Türk Milli Eğitim Sisteminin genel çerçevesi, 1739 Sayılı Milli Eğitim Temel Yasası ile belirlenmiş olup Türk Milli Eğitimi’nin Genel Amaçları aşağıda verilmiştir. Bu amaçlarda ifade edilenler ülkenin eğitim politikasını içermektedir:
Milli Eğitimin genel amacı bütün bireyleri;
- Atatürk İnkılâp ve İlkelerine ve Anayasada ifadesini bulan Atatürk Milliyetçiliğine bağlı; Türk Milletinin millî, ahlâkî, insanî, manevî ve kültürel değerlerini benimseyen, koruyan ve geliştiren; ailesini, vatanını, milletini seven ve daima yüceltmeye çalışan; insan haklarına ve Anayasa’nın başlangıcındaki temel ilkelerine dayanan demokratik, lâik ve sosyal bir hukuk devleti olan Türkiye Cumhuriyeti’ne karşı görev ve sorumluluklarını bilen ve bunları davranış haline getirmiş yurttaşlar olarak yetiştirmek;
- Beden, zihin, ahlâk, ruh ve duygu bakımlarından dengeli ve sağlıklı şekilde gelişmiş bir kişiliğe ve karaktere, hür ve bilimsel düşünme gücüne, geniş bir dünya görüşüne sahip, insan haklarına saygılı, kişilik ve teşebbüse değer veren, topluma karşı sorumluluk duyan; yapıcı, yaratıcı ve verimli kişiler olarak yetiştirmek;
- İlgi, istidat ve kabiliyetlerini geliştirerek gerekli bilgi, beceri, davranışlar ve birlikte iş görme alışkanlığı kazandırmak suretiyle hayata hazırlamak ve onların, kendilerini mutlu kılacak ve toplumun mutluluğuna katkıda bulunacak bir meslek sahibi olmalarını sağlamak.

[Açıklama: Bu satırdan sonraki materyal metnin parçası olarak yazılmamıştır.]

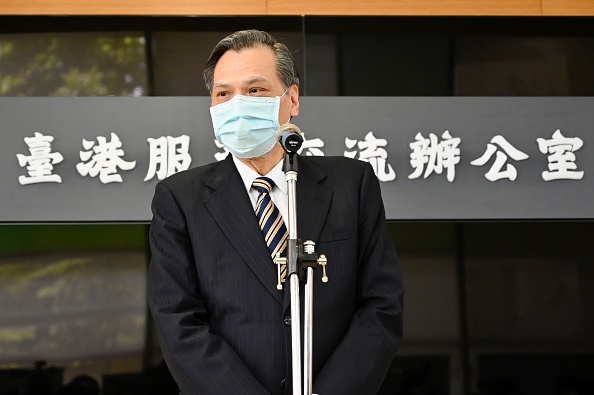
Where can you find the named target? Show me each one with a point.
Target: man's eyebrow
(253, 80)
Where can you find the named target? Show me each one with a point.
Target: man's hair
(285, 66)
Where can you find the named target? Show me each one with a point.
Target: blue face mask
(247, 125)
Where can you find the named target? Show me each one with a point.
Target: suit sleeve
(200, 361)
(360, 362)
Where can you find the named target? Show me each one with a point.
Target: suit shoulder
(194, 176)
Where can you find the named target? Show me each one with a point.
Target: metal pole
(292, 271)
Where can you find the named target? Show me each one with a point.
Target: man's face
(252, 72)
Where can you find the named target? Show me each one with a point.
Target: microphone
(290, 138)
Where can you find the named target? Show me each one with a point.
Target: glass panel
(73, 64)
(73, 297)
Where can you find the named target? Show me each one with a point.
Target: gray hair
(285, 66)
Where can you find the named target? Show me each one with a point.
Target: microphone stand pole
(293, 270)
(299, 256)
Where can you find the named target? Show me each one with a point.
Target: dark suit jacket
(223, 325)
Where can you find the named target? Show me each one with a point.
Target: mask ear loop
(280, 97)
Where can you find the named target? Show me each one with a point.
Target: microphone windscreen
(288, 127)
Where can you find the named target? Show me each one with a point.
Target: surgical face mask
(247, 125)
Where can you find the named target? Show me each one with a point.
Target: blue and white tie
(270, 219)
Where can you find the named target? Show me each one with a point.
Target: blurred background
(499, 307)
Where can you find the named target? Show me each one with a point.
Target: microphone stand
(300, 256)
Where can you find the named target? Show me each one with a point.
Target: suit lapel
(231, 208)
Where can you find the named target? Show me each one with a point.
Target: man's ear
(294, 95)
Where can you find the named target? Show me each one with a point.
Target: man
(223, 325)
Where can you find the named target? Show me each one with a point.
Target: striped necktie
(270, 219)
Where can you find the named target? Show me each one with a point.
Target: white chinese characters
(432, 155)
(496, 173)
(561, 157)
(371, 151)
(168, 155)
(103, 159)
(40, 162)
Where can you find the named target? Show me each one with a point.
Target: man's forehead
(245, 82)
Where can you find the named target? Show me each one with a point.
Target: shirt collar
(248, 175)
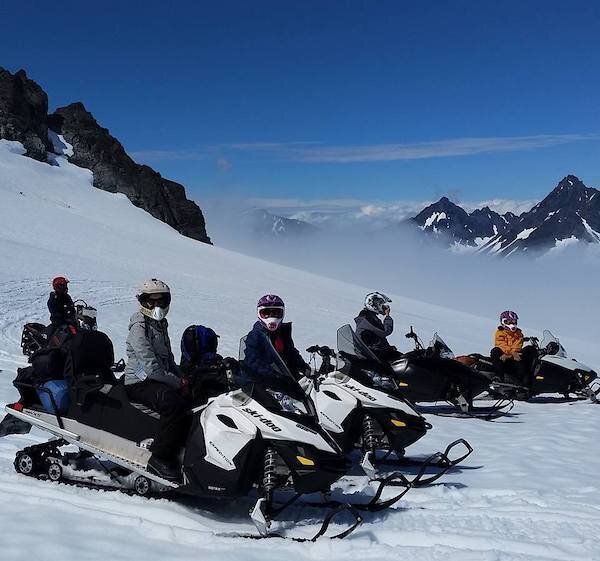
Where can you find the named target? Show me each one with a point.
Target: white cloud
(318, 152)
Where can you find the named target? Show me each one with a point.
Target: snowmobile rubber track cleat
(593, 392)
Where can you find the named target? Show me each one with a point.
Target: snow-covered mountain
(452, 223)
(569, 214)
(53, 221)
(264, 224)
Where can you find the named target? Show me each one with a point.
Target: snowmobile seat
(108, 408)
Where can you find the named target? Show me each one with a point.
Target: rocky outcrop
(569, 214)
(96, 149)
(23, 110)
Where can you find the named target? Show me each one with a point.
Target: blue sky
(372, 100)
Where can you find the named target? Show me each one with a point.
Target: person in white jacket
(152, 378)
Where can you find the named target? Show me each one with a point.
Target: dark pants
(518, 372)
(172, 406)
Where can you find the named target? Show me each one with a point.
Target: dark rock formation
(96, 149)
(570, 212)
(263, 224)
(23, 110)
(451, 223)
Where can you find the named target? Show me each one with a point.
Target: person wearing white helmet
(152, 377)
(371, 330)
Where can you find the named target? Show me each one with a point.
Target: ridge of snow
(52, 221)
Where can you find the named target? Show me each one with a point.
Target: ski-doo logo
(302, 427)
(219, 452)
(360, 392)
(262, 419)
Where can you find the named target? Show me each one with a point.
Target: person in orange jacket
(512, 362)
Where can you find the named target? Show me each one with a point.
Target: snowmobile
(255, 439)
(359, 403)
(552, 372)
(34, 336)
(431, 374)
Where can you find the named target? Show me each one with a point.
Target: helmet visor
(271, 313)
(151, 301)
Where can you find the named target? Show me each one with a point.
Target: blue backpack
(198, 344)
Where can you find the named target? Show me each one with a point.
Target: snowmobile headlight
(305, 461)
(380, 381)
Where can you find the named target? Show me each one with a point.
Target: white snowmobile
(258, 438)
(553, 372)
(362, 408)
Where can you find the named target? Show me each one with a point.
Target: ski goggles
(271, 313)
(157, 300)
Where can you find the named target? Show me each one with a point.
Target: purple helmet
(270, 310)
(509, 320)
(270, 300)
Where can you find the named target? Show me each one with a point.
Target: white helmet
(154, 297)
(376, 302)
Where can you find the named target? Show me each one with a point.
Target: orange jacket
(509, 341)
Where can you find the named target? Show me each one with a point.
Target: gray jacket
(149, 354)
(373, 332)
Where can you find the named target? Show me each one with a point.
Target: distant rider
(269, 338)
(60, 304)
(372, 331)
(511, 360)
(153, 379)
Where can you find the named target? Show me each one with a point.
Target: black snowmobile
(258, 438)
(35, 336)
(552, 373)
(431, 374)
(362, 408)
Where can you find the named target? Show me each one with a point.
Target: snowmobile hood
(138, 317)
(567, 363)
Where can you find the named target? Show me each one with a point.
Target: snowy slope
(528, 492)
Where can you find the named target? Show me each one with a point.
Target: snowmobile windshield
(350, 344)
(439, 347)
(552, 345)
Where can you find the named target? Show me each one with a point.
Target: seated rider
(152, 378)
(268, 336)
(372, 331)
(512, 362)
(201, 364)
(61, 307)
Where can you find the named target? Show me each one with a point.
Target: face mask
(271, 323)
(159, 313)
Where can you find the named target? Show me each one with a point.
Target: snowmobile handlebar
(322, 351)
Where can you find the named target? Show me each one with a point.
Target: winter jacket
(149, 352)
(373, 332)
(508, 341)
(61, 308)
(263, 346)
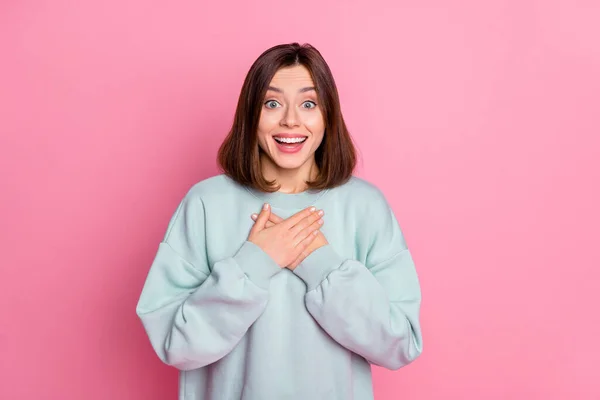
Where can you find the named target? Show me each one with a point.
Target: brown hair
(239, 154)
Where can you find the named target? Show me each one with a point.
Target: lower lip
(285, 148)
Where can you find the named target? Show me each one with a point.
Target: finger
(312, 229)
(262, 218)
(275, 218)
(299, 216)
(304, 243)
(269, 222)
(300, 226)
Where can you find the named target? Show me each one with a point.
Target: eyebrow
(303, 90)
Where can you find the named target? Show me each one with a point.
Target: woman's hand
(285, 242)
(319, 241)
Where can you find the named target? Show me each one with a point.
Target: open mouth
(290, 140)
(290, 144)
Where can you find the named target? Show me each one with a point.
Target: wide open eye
(271, 103)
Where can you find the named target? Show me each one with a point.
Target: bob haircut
(239, 154)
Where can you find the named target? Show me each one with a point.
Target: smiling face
(291, 125)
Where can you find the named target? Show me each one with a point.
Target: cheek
(316, 124)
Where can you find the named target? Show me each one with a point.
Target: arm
(371, 309)
(194, 316)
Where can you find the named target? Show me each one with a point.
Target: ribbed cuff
(256, 264)
(318, 265)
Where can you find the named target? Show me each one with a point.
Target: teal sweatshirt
(238, 326)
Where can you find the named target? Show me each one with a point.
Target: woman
(279, 305)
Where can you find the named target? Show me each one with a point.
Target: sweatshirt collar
(283, 200)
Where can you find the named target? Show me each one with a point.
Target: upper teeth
(290, 140)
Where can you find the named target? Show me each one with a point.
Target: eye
(271, 103)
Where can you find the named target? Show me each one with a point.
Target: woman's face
(291, 124)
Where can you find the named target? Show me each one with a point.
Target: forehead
(295, 76)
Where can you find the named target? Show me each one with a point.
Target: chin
(290, 164)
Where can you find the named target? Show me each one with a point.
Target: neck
(289, 180)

Böylece, bir yandan Türk vatandaşlarının ve Türk toplumunun refah ve mutluluğunu artırmak; öte yandan millî birlik ve bütünlük içinde iktisadî, sosyal ve kültürel kalkınmayı desteklemek ve hızlandırmak ve nihayet Türk Milletini çağdaş uygarlığın yapıcı, yaratıcı, seçkin bir ortağı yapmaktır.
Türk Milli Eğitimi’nin temel ilkeleri nelerdir?
Türk Milli Eğitiminin genel amaçlarının yanı sıra temel ilkeleri ile de eğitim politikasına yönelik önemli saptamalar yapılmaktadır. Eğitim Hakkı, Fırsat ve İmkân Eşitliği, Atatürk İnkılâp ve İlkeleri ve Atatürk Milliyetçiliği, Demokrasi Eğitimi, Laiklik, Bilimsellik, Planlılık ve Karma Eğitim Türk Milli Eğitiminin eğitim politikası ile ilgili ilkelerinden kimileridir. Bu ilkelerin tümü eğitim politikasının altyapısını oluşturmaktadır. Eğitim politikasının bu ilkelere dayalı olarak belirlenmesi gerekmektedir.
Eğitim politikaları uygulamaya nasıl aktarılmaktadır?
Eğitim politikaları; eğitim ve öğretim programlarını oluşturan amaç, içerik, öğretme-öğrenme süreçleri ve değerlendirme ögeleri aracılığı ile uygulamaya aktarılmaktadır. Bu nedenle hazırlanan ya da geliştirilen eğitim programları ile eğitim politikası arasındaki bağların iyi kurulmuş olması gerekir. Eğitim politikası ve eğitim programı arasındaki uyumsuzluk ve çelişki gerek eğitim politikalarının gerek eğitim programlarının verimsiz olmasına neden olacaktır. Eğitimin amaçları, eğitim politikaları ve eğitim programları arasında doğru ilişkinin kurulmasında etkili olacaktır. Örneğin Türk Milli Eğitiminin amaçları ve ona dayalı olarak geliştirilmiş ilköğretim programının amaçlarının tutarlı olması, eğitim programlarının eğitim politikalarına uyumlu olmasını sağlayacaktır.